Thursday, February 11, 2010
Cockfighter's Son, 1992
Ogden Museum of Southern Art
Michael Meads is a painter, photographer and teacher born in Eastaboga, Alabama in 1966. Originally intended as studies for his paintings and drawings, Meads’ photographs document his friends and acquaintances. As a result, they enable the viewer an intimate look at his immediate world, and document his community with a clear sense of place and time.
Raised in the heart of the Bible Belt, Meads was drawn to the difference and decadence of New Orleans since, as a boy, he first heard a Baptist minister warn of its wickedness from a radio broadcast. In 1998, he made New Orleans his home. The floodwaters of Hurricane Katrina destroyed much of his work in 2005, and now Meads divides his time between New Orleans and his studio in the arid landscape of rural New Mexico.
This photograph is a vintage cibachrome print from the Eastaboga series. Twenty-two works from this series are featured in the current exhibition of recent acquisitions, New Southern Photography. They represent a sampling of a much larger body of Meads’ photographic work given to the Ogden Museum through two donors, J. Michael Parish and Charles Canada. Charles Canada has also donated drawings and paintings from every period of Meads' career.
Tuesday, February 9, 2010
In March of 2007, the Ogden Museum opened Ogun Meets Vulcan: Iron Sculptors of Alabama in H. H. Richardson's Patrick F. Taylor Library. The exhibition was realized through a successful partnership with Georgia's Tinwood Alliance, and featured the work of Thornton Dial, Lonnie Holley, Joe Minter, Ronald Lockett and Charlie Lucas.

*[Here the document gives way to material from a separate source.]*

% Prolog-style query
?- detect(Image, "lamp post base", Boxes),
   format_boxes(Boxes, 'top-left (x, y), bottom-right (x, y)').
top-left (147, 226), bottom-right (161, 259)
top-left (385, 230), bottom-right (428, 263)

Prior to the exhibition, Tinwood's founder and curator, Bill Arnett, took Rick Gruber and David Houston to several of the artists' studios, including Thornton Dial. Born in 1928, Dial did not start making art in earnest until after his retirement from a career welding for the Pullman Rail Company. Since then, his work has moved beyond the realm of the "visionary" and "outsider" labels. His three dimensional work pushes the boundaries of painting and sculpture, placing him firmly in the dialogue of contemporary fine art. As Dial says, "Art ain't about paint. It ain't about canvas. It's about ideas. I have found how to get my ideas out and I won't stop. I got ten thousand left."
These shots were taken by David Houston with a Leica M5 at Thornton's home, outside of Birmingham, Alabama in the spring of 2007.